Free sport event tickets for Oakland city officials could be a thing of the past

Oakland’s Public Ethics Commission is looking at ways to revise how free sports tickets are distributed and used by elected officials, and at least one councilmember wants to do away with the perk.

According to a recent draft report on the ethical and transparent distribution of tickets, Oakland City Officials receive thousands of free tickets to games every year. As part of a deal with the Warriors, the Oakland A’s, and the Raider, the city gets 20 luxury suite tickets to Oracle and 18 luxury suite tickets to the Coliseum.

Many of the tickets go unused, by how the tickets are received, distributed, and reported is under review by the Public Ethics Commission.

Councilmember Dan Kalb said the free ticket process needs to be transparent.

“I would say the system today is not perfect to say the least and the oversight is almost non-existent,” Kalb said.

Elected officials can use free tickets that are not considered gifts, as long as they follow city policy and report it properly. However, the draft report found, among other things, that ticket distribution from 2015 to 2016 was poorly managed, there were ethical concerns, and there were problems with officials failing to report how tickets were used.

Councilmember At-Large Rebecca Kaplan has a different solution.

“Let's just not have the tickets given to us in the first place then we don't have to worry whether people are giving them out the right way and we can put that money back to serve public needs,” she said.

Kaplan is proposing Oakland eliminate the free ticket policy by selling the tickets instead. She said the money could possibly be used to help the homeless.

“We could bring in about $400,000 per year, money that we could spend to serve the public,” Kaplan added.

The idea to do away with the practice is supported by Councilmember Abel Guillen who released a statement to KTVU that reads in part:

“The Warriors are leaving town and the Raiders' expressed desire to leave behind millions of dollars in outstanding debt for the public, I think these suites should be returned to the market to help pay down the outstanding debt service. The process of ticket distribution and reporting is too cumbersome, and our staff time should be better spent on dealing with community issues rather than handing out free tickets.”

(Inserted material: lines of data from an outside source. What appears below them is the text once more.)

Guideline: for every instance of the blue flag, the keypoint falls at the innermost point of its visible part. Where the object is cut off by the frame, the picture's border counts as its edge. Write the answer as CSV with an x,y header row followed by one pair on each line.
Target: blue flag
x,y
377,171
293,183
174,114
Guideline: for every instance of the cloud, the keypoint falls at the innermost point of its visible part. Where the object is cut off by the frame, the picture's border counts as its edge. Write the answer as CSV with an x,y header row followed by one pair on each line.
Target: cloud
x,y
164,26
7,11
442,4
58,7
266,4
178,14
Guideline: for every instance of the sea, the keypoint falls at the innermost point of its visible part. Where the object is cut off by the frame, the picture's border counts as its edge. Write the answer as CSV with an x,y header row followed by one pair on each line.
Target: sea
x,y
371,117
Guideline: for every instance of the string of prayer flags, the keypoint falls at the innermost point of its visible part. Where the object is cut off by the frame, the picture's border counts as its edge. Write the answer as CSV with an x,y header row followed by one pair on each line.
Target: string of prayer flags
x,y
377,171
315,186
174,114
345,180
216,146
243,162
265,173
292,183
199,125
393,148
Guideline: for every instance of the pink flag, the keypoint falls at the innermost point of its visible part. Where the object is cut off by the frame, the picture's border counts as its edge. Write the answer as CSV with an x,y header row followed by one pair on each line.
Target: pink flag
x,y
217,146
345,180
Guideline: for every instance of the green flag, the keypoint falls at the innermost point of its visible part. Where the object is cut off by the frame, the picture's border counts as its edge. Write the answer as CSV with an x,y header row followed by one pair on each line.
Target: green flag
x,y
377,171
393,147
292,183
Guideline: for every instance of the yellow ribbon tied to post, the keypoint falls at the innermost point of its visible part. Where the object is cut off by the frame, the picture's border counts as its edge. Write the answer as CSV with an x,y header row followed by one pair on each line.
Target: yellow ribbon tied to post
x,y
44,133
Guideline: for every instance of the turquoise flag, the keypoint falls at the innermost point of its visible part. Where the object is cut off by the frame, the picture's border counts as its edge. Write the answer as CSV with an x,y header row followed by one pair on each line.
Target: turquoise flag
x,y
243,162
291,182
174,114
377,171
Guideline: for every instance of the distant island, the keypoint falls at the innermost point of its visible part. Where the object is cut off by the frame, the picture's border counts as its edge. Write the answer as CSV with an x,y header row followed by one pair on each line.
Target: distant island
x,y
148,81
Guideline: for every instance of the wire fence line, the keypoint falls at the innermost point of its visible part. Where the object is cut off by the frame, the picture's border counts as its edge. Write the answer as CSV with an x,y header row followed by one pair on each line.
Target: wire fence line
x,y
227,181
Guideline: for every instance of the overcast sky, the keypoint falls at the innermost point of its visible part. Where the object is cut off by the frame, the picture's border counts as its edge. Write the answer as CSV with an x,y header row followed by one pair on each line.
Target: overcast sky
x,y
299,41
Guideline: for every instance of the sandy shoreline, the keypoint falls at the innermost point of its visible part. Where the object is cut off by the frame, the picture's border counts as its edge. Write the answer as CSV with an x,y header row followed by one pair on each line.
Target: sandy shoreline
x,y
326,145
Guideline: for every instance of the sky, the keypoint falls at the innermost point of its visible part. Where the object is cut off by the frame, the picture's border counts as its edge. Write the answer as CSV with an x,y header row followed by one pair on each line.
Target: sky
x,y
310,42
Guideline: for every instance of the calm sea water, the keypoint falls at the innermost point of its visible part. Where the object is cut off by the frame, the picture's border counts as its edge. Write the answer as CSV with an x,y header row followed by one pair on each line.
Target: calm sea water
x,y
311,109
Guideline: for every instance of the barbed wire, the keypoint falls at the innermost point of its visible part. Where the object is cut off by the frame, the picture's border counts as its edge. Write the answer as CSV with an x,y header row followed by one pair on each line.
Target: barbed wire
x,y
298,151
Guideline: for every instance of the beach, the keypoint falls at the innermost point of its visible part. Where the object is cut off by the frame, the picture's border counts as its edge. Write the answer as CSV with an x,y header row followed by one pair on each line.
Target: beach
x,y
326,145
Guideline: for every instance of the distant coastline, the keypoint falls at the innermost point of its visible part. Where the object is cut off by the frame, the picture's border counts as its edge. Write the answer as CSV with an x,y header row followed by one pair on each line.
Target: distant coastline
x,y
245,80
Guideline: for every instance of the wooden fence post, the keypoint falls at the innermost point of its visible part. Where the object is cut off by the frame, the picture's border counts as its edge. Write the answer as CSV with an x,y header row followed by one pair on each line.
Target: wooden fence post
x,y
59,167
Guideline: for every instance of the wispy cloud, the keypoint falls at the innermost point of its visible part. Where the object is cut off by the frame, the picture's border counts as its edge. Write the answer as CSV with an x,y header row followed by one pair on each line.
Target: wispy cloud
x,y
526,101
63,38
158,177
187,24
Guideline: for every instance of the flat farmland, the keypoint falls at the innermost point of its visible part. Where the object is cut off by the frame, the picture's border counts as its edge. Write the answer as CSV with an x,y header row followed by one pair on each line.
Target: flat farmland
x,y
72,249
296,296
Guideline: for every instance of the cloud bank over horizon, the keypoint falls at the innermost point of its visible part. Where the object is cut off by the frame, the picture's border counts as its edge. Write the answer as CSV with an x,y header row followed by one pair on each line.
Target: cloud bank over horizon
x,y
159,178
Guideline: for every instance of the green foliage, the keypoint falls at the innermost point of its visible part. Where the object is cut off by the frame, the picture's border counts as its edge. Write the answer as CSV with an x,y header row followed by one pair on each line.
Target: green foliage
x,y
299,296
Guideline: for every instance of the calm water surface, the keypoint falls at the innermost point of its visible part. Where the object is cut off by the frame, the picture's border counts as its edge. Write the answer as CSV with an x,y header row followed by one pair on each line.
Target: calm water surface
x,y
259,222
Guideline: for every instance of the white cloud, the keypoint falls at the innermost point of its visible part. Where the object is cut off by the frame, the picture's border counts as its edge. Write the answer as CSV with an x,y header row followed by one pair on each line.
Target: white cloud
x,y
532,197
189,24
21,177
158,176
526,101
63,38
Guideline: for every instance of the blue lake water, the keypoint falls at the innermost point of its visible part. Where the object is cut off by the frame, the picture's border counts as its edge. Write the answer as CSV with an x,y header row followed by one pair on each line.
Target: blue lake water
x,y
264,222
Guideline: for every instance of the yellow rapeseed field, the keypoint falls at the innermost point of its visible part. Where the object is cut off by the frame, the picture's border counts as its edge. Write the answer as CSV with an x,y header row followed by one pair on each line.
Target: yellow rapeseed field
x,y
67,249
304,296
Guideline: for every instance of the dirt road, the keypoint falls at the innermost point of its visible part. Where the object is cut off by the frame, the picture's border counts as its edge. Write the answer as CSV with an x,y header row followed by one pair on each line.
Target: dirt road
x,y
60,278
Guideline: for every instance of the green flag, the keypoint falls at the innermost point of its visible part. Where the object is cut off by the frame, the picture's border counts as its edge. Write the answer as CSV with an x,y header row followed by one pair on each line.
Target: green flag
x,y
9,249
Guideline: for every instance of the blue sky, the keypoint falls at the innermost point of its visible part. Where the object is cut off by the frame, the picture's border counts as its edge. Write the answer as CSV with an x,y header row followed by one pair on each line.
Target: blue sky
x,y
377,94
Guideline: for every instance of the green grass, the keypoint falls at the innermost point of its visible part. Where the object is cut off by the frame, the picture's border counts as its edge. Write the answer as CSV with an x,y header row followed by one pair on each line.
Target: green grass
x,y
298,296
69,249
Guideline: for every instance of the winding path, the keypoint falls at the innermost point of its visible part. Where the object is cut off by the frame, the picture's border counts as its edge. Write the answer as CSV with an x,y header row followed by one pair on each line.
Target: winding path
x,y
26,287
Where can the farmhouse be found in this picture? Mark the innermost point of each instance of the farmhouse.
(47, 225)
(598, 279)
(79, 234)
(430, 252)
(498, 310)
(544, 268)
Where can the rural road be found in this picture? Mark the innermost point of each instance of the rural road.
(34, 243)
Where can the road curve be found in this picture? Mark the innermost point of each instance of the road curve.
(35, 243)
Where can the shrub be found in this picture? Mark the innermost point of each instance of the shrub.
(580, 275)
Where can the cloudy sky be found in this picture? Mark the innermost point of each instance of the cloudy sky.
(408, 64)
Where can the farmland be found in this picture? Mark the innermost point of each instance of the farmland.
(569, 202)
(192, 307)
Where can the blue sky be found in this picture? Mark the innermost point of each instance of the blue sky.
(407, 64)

But if the city does keep getting free tickets, the draft report recommends a staff person be named a “ticket administrator” to receive, control, and track them. 

Kalb wants to go a step further and suggested placing restrictions on contributions to make sure donors do not receive a lot of tickets.

“I want to respect the Ethics Commissions research and recommendations what they're promoting and recommending, because they are the agency with the expertise and knows what is best for the city,” he said.

The Ethics Commission is seeking feedback from the public and city officials on the draft report. It will be reviewed on Monday, March 6.

Last year, the commission opened an investigation into the use of tickets by elected officials. The investigation remains open.